By providing relevant business insights right where the users ‘live’, the bot eliminates the need to switch to another app and solicit information. This removes an extra step each time the user has a question, and provides them with instant access to their business context.
Sisense continues to build on advancements in AI, Machine Learning, IoT, and Virtual Reality to make it easier for professionals to understand their businesses. While data visualization and self-service technologies have made business intelligence more accessible to everyday employees, businesses still struggle with complexity and adoption. Advancements in new fields of technology are making it possible to naturally augment professionals with BI and increase productivity by helping people be more in touch with their data.
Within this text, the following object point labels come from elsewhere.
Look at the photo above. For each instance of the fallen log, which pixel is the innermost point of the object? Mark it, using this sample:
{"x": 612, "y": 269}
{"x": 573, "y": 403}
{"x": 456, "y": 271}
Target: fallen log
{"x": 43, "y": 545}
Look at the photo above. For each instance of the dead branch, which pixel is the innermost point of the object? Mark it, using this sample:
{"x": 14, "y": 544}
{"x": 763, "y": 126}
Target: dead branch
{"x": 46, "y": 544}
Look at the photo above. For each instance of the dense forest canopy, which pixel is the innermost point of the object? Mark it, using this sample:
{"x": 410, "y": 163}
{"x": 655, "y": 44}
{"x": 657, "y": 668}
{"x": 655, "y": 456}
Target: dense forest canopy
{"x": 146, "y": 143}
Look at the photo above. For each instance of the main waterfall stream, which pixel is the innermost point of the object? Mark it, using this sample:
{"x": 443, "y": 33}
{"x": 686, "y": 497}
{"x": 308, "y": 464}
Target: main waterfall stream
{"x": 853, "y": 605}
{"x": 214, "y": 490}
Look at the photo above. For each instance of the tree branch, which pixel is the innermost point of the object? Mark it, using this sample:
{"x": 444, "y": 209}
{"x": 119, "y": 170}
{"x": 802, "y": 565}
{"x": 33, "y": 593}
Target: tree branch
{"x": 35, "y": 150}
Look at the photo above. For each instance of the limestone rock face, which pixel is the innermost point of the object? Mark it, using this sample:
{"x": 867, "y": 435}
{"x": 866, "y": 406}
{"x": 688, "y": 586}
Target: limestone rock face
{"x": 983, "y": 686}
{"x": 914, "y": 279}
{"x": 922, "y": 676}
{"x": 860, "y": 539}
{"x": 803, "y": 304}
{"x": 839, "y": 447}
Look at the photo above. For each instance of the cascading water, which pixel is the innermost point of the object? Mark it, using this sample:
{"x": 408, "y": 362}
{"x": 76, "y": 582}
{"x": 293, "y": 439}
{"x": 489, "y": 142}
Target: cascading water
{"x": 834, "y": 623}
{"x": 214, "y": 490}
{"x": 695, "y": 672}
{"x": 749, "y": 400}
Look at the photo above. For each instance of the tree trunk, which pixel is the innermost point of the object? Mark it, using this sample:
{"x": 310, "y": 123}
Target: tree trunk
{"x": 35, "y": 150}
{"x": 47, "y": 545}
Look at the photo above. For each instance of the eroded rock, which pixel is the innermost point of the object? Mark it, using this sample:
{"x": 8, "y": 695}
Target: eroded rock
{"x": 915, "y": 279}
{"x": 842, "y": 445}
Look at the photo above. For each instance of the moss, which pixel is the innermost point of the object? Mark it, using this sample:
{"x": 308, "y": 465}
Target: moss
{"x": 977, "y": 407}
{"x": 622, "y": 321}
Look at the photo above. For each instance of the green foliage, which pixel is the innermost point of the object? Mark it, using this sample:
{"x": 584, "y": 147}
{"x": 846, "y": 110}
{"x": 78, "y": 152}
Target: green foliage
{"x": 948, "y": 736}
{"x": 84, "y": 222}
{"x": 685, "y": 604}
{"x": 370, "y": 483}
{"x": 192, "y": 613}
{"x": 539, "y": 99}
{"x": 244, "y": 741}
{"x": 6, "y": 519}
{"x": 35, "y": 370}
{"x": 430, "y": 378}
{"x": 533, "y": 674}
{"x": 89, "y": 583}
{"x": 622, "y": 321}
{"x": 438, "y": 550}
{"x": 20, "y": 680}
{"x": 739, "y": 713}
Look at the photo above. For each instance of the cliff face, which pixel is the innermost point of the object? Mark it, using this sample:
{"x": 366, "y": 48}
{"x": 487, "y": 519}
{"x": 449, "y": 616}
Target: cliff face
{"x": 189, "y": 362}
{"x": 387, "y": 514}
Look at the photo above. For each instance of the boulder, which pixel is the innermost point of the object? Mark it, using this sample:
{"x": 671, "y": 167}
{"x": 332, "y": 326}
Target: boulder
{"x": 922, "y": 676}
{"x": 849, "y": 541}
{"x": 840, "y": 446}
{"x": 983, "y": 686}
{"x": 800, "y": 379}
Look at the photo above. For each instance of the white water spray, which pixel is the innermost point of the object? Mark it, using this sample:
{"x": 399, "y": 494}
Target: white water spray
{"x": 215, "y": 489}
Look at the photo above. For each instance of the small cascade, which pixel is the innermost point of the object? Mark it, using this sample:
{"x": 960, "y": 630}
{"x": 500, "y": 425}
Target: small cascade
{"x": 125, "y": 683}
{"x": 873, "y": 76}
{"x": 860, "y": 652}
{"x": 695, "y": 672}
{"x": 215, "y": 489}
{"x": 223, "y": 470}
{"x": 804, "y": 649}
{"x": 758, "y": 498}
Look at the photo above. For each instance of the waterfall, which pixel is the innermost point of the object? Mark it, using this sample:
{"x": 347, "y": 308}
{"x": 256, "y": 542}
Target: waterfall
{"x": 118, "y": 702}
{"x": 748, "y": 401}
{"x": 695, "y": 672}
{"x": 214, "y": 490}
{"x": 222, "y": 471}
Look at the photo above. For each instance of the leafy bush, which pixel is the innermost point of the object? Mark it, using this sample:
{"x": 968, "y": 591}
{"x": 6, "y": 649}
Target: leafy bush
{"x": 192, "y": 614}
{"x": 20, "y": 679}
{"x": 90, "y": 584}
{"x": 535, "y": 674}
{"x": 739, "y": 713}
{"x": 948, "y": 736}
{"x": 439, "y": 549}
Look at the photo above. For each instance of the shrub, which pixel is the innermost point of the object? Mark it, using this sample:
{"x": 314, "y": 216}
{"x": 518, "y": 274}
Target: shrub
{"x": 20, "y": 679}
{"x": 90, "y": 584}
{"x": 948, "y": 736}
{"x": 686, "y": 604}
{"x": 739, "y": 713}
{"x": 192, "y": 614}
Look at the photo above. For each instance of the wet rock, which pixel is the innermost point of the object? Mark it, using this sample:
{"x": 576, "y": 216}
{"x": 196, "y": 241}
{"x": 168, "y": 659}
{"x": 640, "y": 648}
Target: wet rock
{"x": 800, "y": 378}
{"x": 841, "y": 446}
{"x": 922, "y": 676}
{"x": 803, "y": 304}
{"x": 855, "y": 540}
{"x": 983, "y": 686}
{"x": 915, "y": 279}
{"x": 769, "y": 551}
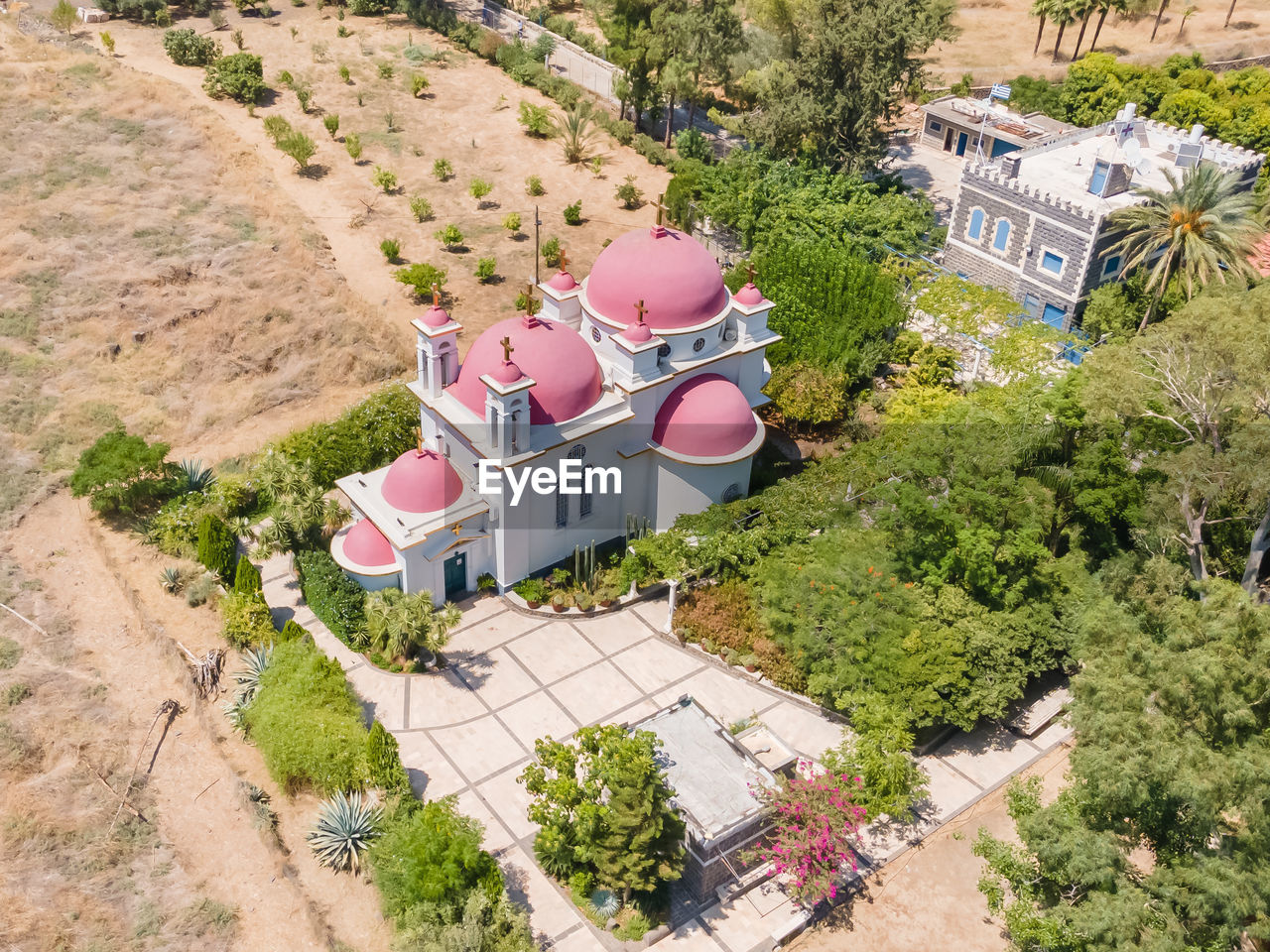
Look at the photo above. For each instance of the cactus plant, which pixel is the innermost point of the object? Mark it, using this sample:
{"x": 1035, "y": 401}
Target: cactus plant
{"x": 345, "y": 826}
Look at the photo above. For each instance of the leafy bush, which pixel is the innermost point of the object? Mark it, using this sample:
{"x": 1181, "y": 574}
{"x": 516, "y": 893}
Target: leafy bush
{"x": 246, "y": 620}
{"x": 122, "y": 474}
{"x": 421, "y": 208}
{"x": 384, "y": 179}
{"x": 384, "y": 762}
{"x": 353, "y": 146}
{"x": 421, "y": 277}
{"x": 449, "y": 236}
{"x": 430, "y": 856}
{"x": 246, "y": 578}
{"x": 333, "y": 597}
{"x": 536, "y": 119}
{"x": 185, "y": 48}
{"x": 239, "y": 76}
{"x": 307, "y": 722}
{"x": 629, "y": 193}
{"x": 217, "y": 546}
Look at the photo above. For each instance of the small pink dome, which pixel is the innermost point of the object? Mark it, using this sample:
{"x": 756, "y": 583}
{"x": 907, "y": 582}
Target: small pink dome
{"x": 706, "y": 416}
{"x": 367, "y": 546}
{"x": 563, "y": 281}
{"x": 563, "y": 366}
{"x": 676, "y": 278}
{"x": 638, "y": 333}
{"x": 507, "y": 372}
{"x": 435, "y": 316}
{"x": 421, "y": 483}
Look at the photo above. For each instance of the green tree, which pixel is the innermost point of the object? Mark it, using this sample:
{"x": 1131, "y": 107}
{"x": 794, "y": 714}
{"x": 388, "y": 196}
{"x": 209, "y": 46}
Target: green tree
{"x": 400, "y": 624}
{"x": 239, "y": 76}
{"x": 122, "y": 474}
{"x": 1198, "y": 230}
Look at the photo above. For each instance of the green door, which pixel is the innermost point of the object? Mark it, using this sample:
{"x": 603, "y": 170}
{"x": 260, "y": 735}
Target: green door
{"x": 456, "y": 575}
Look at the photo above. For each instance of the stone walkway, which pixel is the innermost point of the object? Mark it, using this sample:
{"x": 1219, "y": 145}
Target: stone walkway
{"x": 512, "y": 678}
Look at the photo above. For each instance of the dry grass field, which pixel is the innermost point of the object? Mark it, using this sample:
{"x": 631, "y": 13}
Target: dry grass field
{"x": 997, "y": 37}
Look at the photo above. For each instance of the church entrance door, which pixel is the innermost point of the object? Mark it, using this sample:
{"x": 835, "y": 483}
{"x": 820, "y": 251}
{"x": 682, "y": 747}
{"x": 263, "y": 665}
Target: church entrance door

In effect Sisense is adding another layer of access to BI analysis, and as such making BI available to a much wider audience. Fortunately the company is not pushing the line that BI users need to be sat in front of a computer display to access the results of analysis – some people need to do that, but many don’t. It is a fairly unique initiative, and will be attractive to businesses trying to figure out how to get the results of analysis into the hands of the people who can benefit most from it.